Germany's economy failed to grow in the final quarter of 2009, marking a pause in the country's recovery from last year's financial crisis.
The government's federal statistics office said on Friday that German GDP was flat in the fourth quarter of 2009, following growth in the two previous quaters.
It said exports were the "only positive contribution" to the economy, while imports, consumer spending, and capital investment all fell.
The news comes as governments in the eurozone struggle to sort out Greece's debt difficulties and contain financial market fears that have driven the currency lower.
But analysts remained positive over Germany's economy.
"The eurozone growth engine has taken a break in the fourth quarter but it should return soon," Carsten Brzeski, ING bank economist, told the Reuters news agency said.
"Today's numbers, however, were a good reminder that recoveries cannot only be bumpy but also capricious."

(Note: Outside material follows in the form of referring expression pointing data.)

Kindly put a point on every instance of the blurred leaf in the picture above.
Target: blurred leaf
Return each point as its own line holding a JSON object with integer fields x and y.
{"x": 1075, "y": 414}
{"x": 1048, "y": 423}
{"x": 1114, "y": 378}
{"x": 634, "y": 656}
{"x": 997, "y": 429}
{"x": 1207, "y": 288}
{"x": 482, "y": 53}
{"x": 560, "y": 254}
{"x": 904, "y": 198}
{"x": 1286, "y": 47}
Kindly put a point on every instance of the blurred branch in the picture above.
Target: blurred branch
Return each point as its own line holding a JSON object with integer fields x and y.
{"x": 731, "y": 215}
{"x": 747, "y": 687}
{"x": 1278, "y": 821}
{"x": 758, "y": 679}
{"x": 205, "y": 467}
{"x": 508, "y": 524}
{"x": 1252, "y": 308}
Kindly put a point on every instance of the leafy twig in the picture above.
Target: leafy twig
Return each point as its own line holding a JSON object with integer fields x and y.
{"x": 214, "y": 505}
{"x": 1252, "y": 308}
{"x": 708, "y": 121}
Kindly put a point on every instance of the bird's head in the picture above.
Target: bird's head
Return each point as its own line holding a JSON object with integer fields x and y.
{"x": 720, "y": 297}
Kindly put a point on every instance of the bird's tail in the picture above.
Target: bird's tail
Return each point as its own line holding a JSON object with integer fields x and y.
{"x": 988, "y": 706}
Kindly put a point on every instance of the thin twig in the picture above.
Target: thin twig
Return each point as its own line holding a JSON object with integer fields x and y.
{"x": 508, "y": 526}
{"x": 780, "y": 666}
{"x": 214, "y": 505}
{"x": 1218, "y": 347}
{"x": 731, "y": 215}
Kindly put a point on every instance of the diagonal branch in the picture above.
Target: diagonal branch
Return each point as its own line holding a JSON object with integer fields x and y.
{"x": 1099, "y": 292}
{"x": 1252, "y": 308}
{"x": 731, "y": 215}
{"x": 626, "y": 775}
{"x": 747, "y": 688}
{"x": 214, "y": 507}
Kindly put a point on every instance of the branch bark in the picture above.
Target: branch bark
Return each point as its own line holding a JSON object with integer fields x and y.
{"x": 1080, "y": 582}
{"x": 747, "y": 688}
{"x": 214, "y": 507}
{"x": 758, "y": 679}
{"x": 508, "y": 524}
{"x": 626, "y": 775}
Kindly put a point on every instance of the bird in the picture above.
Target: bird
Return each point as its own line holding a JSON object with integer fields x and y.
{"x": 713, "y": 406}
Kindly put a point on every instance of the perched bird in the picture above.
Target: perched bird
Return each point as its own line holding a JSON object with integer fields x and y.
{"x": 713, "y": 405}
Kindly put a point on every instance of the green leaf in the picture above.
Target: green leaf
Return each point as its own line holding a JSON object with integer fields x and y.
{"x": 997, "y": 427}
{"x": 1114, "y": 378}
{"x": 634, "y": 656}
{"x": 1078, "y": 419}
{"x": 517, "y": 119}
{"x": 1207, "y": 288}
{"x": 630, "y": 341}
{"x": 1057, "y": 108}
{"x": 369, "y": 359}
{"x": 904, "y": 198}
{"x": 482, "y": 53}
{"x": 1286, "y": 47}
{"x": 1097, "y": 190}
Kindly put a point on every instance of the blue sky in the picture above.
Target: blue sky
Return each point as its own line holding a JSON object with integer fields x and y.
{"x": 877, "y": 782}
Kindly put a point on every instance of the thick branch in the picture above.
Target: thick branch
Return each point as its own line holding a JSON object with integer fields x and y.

Germany went into recession in 2008 as demand for its exports dried up amid the global economic crisis.
After shrinking for four straight quarters, including a 3.5 per cent slump in the first quarter of 2009, the country technically emerged from recession with growth in the second quarter of 2009.
That, in part, helped the 16-nation eurozone to improve economically.
The Federal Statistical Office will release more detailed data for the fourth quarter at the end of February.
Jean-Claude Trichet, the European Central Bank president, has been warning for some time that the recovery in Europe will be "bumpy" and at times "chaotic".
Severe winter weather at the turn of the year may have also affected economic growth. Economists say that could hit GDP in the first quarter but that much of such immediate losses are usually made up in the ensuing months.
Rainer Bruederle, the German economy minister, has said growth in the first quarter of 2010 could be near zero.